Weshalb bestand Lenin so dringend darauf, mich dem Kollegium anzuschließen? Er wollte eine feste Mehrheit erreichen. In einer Reihe wichtiger Fragen spaltete sich die Redaktion in zwei Teile: die Alten (Plechanow, Sassulitsch und Axelrod) und die Jungen (Lenin, Martow und Potressow). Lenin hat nicht gezweifelt, daß ich in den wichtigsten Fragen mit ihm sein würde. Einmal, als man gegen Plechanow auftreten mußte, rief mich Lenin beiseite und sagte mit einem schlauen Lächeln: „Soll doch lieber Martow auftreten, er verwischt, Sie aber hauen.“ Als er auf meinem Gesicht wahrscheinlich einen Ausdruck der Verwunderunng entdeckte, fügte er hinzu: „Ich ziehe sonst das Hauen vor, aber Plechanow gegenüber ist es diesmal besser, zu verwischen.“

Der Vorschlag Lenins, mich in die Redaktion aufzunehmen, ist an dem Widerstand Plechanows gescheitert. Mehr noch: dieser Vorschlag wurde die Hauptursache der scharfen Abneigung, die Plechanow gegen mich empfand, da er begriffen hatte, daß Lenin eine sichere Mehrheit gegen ihn anstrebte. Die Frage nach der Umgestaltung der Redaktion wurde bis zum Kongreß vertagt Die Redaktion beschloß jedoch, mich vor dem Kongreß mit beratender Stimme zu den Sitzungen hinzuzuziehen. Plechanow widersprach dem kategorisch. Aber Wera Iwanowna sagte: „Und ich werde ihn doch bringen.“ Und sie „brachte“ mich zur nächsten Sitzung tatsächlich. In Unkenntnis dessen, was sich hinter den Kulissen abspielte, war ich nicht wenig erstaunt, als Georgij Valentinowitsch mich mit ausgesuchter Kühle begrüßte, worin er ein besonderer Meister war. Die unfreundliche Haltung Plechanows gegen mich hat lange angehalten, sie ist eigentlich niemals völlig gewichen. Im April 1904 schreibt Martow in einem Brief an Axelrod von dem „persönlichen, ihn [Plechanow] erniedrigenden und unedlen Haß gegen die betreffende Person“ (es handelte sich um mich).
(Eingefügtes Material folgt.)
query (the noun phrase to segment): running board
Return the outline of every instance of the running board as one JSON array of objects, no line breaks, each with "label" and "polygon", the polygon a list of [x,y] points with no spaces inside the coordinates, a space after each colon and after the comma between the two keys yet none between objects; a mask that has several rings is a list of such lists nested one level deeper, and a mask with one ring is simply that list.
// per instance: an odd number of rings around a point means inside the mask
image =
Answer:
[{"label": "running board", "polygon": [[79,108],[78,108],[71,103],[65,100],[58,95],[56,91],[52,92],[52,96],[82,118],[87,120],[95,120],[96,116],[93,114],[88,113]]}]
Interessant ist die Bemerkung in Lenins Brief über meinen damaligen Stil. Sie ist richtig in beiden Fällen: sowohl was eine gewisse Geziertheit betrifft wie auch was meine starke Abneigung angeht, fremde Korrekturen hinzunehmen. Meine Schrifistellerei zählte damals kaum zwei Jahre, und die Fragen des Stils nahmen einen großen und selbständigen Platz in meiner Arbeit ein. Ich fand erst Geschmack an dem Wortmaterial. Wie Kinder, die zahnen, das Bedürfnis verspüren, den Gaumen zu reiben, selbst mit Hilfe wenig dafür geeigneter Gegenstände, so entsprach die mir so wichtig erschienene Jagd nach einem Wort, nach einer Formel, nach einem Bild der Periode des Wachstums meiner schriftstellerischen Zähne. Die Säuberung des Stils konnte erst mit der Zeit sich vollziehen. Und da mein Kampf um die Form kein zufälliger, äußerlicher war, sondern inneren geistigen Prozessen entsprach, so ist es nicht verwunderlich, daß ich trotz aller meiner Achtung für die Redaktion meine sich herausbildende schriftstellerische Individualität gegen den Einbruch seitens zwar vollendeter, aber doch anders gearteter Schriftsteller instinktiv verteidigte.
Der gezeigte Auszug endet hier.